I have the following customized loss function which I want to minimize.

```
def compute_clamped_dist(target_coordinates_tensor, observed_coordinates_tensor):
euclidean_dist = 0.5 * torch.sqrt(torch.sum((target_coordinates_tensor-observed_coordinates_tensor)**2, dim =1))
return torch.clamp(euclidean_dist, max=1.0)
def f1_loss(target_tensor, observed_tensor):
classification_tensor = target_tensor[:, 4:]
observed_tensor_12 = observed_tensor[:, :2]
observed_tensor_34 = observed_tensor[:, 2:]
target_tensor_12 = target_tensor[:, :2]
distance_o12_t12 = compute_clamped_dist(target_tensor_12, observed_tensor_12)
distance_o34_t12 = compute_clamped_dist(target_tensor_12, observed_tensor_34)
third_component = 0.5*(1+torch.min(distance_o12_t12, distance_o34_t12))
output = classification_tensor[:, 0] + torch.mul(classification_tensor[:, 1], distance_o12_t12)\
+ torch.mul(classification_tensor[:, 2], third_component)
return output.mean()
```

The target tensor is of size (N * 7) and the observation tensor is of size (N * 4).

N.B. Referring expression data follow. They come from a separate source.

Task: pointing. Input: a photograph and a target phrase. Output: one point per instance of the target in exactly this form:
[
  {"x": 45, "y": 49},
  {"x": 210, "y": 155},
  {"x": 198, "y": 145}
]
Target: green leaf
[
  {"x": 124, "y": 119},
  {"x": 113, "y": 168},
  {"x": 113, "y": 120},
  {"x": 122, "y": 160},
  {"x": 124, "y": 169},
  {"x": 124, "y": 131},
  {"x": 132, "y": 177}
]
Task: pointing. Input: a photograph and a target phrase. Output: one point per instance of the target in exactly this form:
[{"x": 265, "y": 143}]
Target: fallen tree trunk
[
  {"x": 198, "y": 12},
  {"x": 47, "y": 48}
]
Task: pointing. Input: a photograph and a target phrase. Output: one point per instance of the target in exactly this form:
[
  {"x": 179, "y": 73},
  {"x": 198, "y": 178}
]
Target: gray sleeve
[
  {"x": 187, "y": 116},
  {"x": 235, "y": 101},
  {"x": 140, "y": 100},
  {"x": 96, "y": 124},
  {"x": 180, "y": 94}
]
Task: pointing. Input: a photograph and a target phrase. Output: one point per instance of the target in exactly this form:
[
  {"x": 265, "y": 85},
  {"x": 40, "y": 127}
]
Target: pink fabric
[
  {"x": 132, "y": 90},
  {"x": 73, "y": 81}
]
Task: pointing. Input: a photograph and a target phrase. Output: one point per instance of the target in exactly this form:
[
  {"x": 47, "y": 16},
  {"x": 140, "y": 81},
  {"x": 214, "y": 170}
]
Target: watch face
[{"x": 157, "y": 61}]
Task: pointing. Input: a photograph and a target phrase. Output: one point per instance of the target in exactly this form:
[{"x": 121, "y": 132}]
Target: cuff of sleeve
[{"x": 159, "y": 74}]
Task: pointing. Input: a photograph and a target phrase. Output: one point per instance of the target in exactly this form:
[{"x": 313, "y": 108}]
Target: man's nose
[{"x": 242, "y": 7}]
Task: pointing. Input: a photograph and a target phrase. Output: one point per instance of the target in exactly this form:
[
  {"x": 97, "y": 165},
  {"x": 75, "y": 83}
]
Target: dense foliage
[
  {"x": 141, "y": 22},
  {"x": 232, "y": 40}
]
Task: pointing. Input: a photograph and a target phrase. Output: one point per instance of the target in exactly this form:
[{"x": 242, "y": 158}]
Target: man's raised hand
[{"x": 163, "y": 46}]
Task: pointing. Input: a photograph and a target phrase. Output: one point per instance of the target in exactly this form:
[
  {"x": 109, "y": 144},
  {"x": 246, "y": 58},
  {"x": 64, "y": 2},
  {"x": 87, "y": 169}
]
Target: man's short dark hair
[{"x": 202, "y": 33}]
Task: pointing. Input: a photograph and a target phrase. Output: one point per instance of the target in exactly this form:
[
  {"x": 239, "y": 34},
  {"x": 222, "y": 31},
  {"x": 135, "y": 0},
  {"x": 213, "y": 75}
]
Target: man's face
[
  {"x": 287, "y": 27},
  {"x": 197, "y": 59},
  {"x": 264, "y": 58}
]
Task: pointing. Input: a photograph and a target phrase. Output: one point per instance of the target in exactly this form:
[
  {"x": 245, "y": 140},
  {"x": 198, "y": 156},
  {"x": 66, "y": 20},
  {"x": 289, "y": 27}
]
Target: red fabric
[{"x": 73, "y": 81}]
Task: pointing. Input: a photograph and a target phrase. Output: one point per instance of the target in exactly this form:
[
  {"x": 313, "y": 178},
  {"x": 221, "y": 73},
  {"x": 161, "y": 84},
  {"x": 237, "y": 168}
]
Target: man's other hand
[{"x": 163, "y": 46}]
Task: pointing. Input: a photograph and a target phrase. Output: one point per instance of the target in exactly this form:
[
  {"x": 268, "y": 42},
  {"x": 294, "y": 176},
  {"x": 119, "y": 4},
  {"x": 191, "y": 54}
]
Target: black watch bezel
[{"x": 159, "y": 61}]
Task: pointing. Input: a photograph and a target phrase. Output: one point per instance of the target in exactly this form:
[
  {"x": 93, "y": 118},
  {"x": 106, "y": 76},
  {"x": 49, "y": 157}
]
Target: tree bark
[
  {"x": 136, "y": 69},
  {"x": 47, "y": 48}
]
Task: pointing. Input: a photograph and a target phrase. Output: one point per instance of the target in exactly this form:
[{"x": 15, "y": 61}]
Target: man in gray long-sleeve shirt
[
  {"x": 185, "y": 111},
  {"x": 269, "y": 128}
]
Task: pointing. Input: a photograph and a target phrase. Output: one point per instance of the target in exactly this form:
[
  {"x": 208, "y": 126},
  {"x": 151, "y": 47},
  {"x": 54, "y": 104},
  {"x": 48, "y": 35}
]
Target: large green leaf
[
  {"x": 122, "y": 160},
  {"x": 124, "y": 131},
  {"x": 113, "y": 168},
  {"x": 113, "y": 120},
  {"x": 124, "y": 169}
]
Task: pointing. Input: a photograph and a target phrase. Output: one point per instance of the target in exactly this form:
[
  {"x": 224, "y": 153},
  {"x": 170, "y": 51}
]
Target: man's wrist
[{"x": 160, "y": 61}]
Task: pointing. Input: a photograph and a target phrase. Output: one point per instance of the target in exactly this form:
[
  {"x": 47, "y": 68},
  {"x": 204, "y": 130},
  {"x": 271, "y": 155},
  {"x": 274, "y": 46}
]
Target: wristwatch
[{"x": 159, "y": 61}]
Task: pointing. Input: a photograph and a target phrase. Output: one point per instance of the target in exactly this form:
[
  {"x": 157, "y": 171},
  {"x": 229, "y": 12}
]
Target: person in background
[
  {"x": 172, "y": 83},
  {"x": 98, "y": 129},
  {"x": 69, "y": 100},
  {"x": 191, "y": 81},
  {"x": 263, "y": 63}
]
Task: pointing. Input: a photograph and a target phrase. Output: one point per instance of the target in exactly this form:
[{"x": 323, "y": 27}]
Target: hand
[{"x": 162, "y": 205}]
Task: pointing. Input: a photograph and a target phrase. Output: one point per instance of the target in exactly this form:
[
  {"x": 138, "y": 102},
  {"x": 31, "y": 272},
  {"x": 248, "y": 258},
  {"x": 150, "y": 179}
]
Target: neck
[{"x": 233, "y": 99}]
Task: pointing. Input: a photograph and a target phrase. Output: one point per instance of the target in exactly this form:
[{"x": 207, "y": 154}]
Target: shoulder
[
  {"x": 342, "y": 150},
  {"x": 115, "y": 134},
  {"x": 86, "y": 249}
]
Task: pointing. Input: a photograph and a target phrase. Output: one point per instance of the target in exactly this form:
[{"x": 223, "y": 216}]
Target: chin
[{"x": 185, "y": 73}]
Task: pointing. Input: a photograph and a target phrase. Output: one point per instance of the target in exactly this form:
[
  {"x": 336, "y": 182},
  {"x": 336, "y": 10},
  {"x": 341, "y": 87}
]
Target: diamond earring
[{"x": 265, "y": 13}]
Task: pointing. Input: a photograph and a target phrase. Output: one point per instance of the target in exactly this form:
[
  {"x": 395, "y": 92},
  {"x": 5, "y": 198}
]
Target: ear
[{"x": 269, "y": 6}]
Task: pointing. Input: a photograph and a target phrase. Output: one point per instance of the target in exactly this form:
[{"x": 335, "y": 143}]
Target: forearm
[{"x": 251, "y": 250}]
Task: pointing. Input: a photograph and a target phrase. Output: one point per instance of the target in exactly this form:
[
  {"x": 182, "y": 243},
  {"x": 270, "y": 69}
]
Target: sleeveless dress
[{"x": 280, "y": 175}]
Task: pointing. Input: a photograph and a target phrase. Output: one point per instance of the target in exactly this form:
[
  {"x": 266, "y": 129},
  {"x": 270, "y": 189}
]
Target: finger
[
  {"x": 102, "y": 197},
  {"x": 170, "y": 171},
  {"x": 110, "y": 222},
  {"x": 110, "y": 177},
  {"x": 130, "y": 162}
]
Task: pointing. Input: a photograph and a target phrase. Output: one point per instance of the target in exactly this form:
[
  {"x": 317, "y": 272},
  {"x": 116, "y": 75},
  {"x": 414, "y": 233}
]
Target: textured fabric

I want to make the observation tensor as similar to the first 4 columns of the target tensor. The last three columns of the target tensor are constants tensors. I am using my custom loss function as follows:

```
for batch_idx, sample_batched in enumerate(one_spot_train_dataloader):
self.one_spot_optimizer.zero_grad()
data = sample_batched['image']
target = sample_batched['label_meta'].float()[:, 1:]
if self.use_gpu:
data = data.cuda(self.cuda_name)
target = target.cuda(self.cuda_name)
constant_classification_tensor = constant_classification_tensor.cuda(self.cuda_name)
output = self.one_spot_network(data)
constant_batch_classification_tensor = constant_classification_tensor[batch_idx * \
self.batch_size_train: (batch_idx+1) * self.batch_size_train, :]
final_target = torch.cat((target,constant_batch_classification_tensor), dim = 1)
loss = f1_loss(final_target, output)
loss.backward()
self.one_spot_optimizer.step()
```

The optimizer does not reduce the value of my loss function but when I try `mse_loss`

the value is minimized by the optimizer. Can anybody help me understand why this is happening? I wrote my loss function in torch but it is not getting minimized.